Even with the corona craziness, I can see now that 2020 was chock full of blessings for me. And when I really think about it, the highlight had to be an incredible stay before year’s end on a famous peninsula in southern Thailand. It’s a breathtaking sliver of bleached sand and azure sea and limestone towers that’s normally packed with sweat-and-beer-soaked tourists of the worst persuasion. But this time it was empty! I had three life-changing days laughing and frolicking and swimming and exploring with my boy, and the trip ended up inspiring one of the best rock songs on the album. So yeah…that’s a clear winner.

Doing a visa run to Yangon in Myanmar last Feb during the first pandemic warnings was a close second in the highlight department. Wide-eyed locals and dazed tourists didn’t need to say a word to each other — somehow, we all knew the world was about to change.

What do you hope to accomplish in your career in 2021?

Well, I’m currently helping a cool wellness tech firm in the Netherlands with their narrative plans, so the ‘corporate’ side of the game is covered.

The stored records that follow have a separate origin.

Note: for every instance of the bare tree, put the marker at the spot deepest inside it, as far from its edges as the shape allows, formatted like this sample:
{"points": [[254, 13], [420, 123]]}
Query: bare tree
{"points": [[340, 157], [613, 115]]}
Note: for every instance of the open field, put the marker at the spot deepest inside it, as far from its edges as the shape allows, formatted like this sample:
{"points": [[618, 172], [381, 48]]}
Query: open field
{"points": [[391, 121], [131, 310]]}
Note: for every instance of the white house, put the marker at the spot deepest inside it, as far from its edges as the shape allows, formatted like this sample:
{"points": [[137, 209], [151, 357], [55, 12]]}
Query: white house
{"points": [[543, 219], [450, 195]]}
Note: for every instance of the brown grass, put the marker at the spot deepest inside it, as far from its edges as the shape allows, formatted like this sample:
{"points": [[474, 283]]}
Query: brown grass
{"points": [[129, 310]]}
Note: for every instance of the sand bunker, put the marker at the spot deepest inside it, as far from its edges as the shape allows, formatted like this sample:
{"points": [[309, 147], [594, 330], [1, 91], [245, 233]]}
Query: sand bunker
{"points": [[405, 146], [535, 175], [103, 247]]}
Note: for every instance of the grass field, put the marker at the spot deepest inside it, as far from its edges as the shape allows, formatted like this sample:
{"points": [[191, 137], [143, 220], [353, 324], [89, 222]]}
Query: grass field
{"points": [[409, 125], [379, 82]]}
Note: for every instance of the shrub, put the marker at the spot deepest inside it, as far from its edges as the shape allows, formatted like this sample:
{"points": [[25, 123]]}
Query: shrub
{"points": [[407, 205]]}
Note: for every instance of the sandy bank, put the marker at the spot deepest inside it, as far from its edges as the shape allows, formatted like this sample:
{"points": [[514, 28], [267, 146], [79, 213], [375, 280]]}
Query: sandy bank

But when it comes to this mid-life singer/songwriter flex known as DADBOD? My goals are to keep releasing monthly music videos deep into next year, land a solid feature on CBC/BBC/NPR, sell enough downloads on Bandcamp to make a limited edition vinyl ( ), get heaps of new fans and followers of all ages across social/Spotify, and book at least one live show in a historic theatre venue where we can go nuts with the presentation and stream it live thru the fine Canucks @ Sidedoor.

Is there anyone out there you’d like to collaborate or open/close a concert with in the future?

Believe it or not…I’d totally be down to write some songs with JOJI. I really respect his understanding of the audience, his low-key intelligence and self-awareness, and his playful yet melancholic authenticity. I think we could craft something really cool together.

As for closing a show…well, I’d honestly die happy if I could do Grace, Too with the Hip lads on a GD tribute show. Infinite respect.